Make Weedless Wednesday Your Day to Become Smoke-Free

Thinking about stopping smoking? Some Nova Scotia Health Authority (NSHA) staff in Cape Breton are using Weedless Wednesday (Jan. 24) as an opportunity to remind people that help is available to stop smoking.

“While stopping smoking can be a struggle and can take many tries, we think of it as gaining not quitting, each and every time we work toward becoming smoke free,” says Lesley Dairou, registered social worker with the Stop Smoking Program offered through mental health and addictions. “We need to remember this is an addiction and needs the same level of understanding and support that addiction treatment provides.”

Support is also available through two hospital based initiatives. A program modeled after the Ottawa Model of Smoking Cessation, was implemented at the Cape Breton Regional Hospital in 2012. As part of the program, patients are asked about tobacco use, offered medication, support and provided with a ‘quit kit’ while in hospital and offered follow-up services.
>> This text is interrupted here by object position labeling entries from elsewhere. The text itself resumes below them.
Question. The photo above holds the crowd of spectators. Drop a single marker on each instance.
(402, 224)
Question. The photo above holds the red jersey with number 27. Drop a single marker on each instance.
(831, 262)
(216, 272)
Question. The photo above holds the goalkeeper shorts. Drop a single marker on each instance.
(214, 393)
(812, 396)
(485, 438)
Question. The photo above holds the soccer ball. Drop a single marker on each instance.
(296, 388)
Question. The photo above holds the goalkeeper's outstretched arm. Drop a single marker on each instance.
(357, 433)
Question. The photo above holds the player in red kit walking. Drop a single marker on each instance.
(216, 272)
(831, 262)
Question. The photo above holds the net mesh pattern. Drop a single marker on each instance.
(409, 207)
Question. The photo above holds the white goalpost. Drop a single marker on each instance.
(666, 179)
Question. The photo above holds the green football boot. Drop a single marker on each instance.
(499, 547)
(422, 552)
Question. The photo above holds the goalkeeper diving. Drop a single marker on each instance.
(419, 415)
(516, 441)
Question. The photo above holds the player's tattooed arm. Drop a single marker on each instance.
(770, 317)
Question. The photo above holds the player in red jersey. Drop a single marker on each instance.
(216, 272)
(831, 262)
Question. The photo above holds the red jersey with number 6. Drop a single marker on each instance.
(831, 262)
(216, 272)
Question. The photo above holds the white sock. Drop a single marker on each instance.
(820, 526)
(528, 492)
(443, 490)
The second initiative, INSPIRED COPD Outreach Program, is a partnership with the Canadian Foundation for Health Improvement (CFHI) and NSHA. This project uses a team, including a registered respiratory therapist (RRT) and an advanced care planner facilitator (ACPF), to provide client and family-centered care for people suffering from Chronic Obstructive Pulmonary Disease (COPD). The goals of the program include: reducing hospital visits and admissions, decreasing the length of stay in hospital and increasing quality of life for those living with COPD. Cigarette smoking is the underlying cause of 80 to 90 per cent of COPD cases.

Jennifer Quinn, registered respiratory therapist, is the tobacco cessation coordinator who works with hospital inpatients to help them quit smoking. She says that offering programs like the Ottawa Model in hospital and having the follow-up option helps meet the needs of patients during the quitting process.
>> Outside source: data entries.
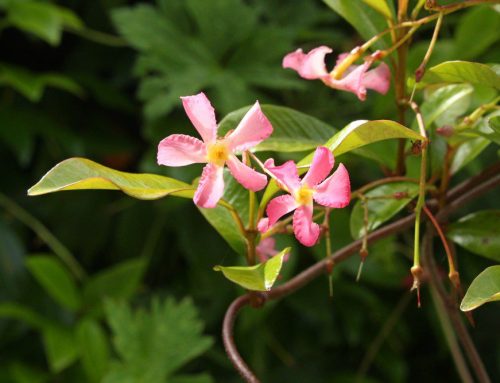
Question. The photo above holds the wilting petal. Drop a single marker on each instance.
(202, 116)
(378, 79)
(335, 191)
(245, 175)
(253, 128)
(286, 174)
(211, 186)
(309, 66)
(321, 166)
(278, 207)
(180, 150)
(305, 230)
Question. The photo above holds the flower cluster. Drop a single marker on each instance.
(216, 152)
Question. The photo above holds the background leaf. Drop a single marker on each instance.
(484, 288)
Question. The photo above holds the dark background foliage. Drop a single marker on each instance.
(111, 99)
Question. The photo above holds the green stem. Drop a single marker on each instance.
(41, 230)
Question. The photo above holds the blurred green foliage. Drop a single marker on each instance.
(69, 90)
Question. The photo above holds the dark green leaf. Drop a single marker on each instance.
(382, 209)
(293, 131)
(478, 232)
(260, 277)
(80, 173)
(94, 349)
(484, 288)
(55, 279)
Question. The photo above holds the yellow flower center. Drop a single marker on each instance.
(303, 196)
(218, 153)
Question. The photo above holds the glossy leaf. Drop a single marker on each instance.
(61, 347)
(55, 279)
(80, 173)
(94, 349)
(382, 209)
(120, 281)
(293, 131)
(260, 277)
(360, 133)
(462, 71)
(366, 20)
(479, 233)
(483, 289)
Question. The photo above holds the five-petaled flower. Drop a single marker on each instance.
(355, 78)
(180, 149)
(333, 192)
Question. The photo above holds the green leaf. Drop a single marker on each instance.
(32, 85)
(153, 344)
(462, 71)
(260, 277)
(94, 349)
(381, 210)
(120, 282)
(479, 233)
(80, 173)
(366, 20)
(223, 220)
(483, 289)
(55, 279)
(44, 20)
(293, 131)
(360, 133)
(61, 347)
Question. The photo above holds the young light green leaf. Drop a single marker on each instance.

“Being an inpatient provides a unique opportunity for addressing a person’s tobacco use,” she says. “It plants the seed of change, helps the patient to develop strategies for quitting and makes them aware of resources in the community upon discharge.”
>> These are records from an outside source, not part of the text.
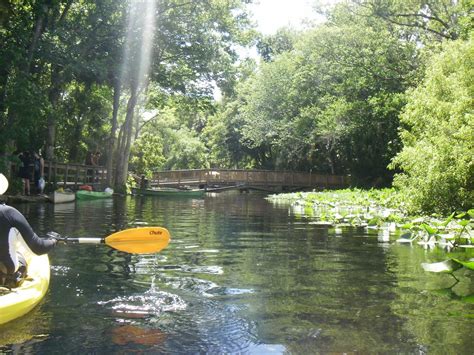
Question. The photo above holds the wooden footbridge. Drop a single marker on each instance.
(74, 175)
(267, 180)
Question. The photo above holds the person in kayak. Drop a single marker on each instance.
(13, 268)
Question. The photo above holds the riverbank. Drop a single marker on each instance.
(25, 199)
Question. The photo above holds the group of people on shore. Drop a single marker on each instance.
(28, 158)
(36, 174)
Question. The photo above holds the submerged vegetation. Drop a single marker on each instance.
(385, 212)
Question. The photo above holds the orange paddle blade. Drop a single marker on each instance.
(143, 240)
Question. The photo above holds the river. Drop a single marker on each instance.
(241, 275)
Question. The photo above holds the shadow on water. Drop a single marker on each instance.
(239, 276)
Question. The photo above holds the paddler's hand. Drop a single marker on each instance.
(56, 237)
In addition to the community and in-hospital supports, exposure to tobacco in the community is also limited under the provincial Smoke Free Places Act and municipal policies and bylaws. Policies are also in place within NSHA that do not allow smoking, vaping or tobacco use on any of its properties, including parking lots and entrances to buildings.

“Tobacco free policies help create environments that promote healthy behavior, support health and create tobacco and smoke-free community expectations,” says Jean MacQueen, health promotion specialist with mental health and addictions. “Staff, patients, and visitors have the right to access health care in a safe, tobacco free, environment. Please remember smoking, vaping and using tobacco are not permitted on NSHA properties, including near buildings or entranceways.”

To learn more about programs available across Cape Breton, phone 902-563-8646. Online and telephone information also available through 811 or by visiting

National Non Smoking Week (NNSW) takes place Jan. 21 to Jan. 27. Staff are marking NNSW on Wednesday, Jan. 24 at 10 a.m. at the front entrance of the Cape Breton Regional Hospital.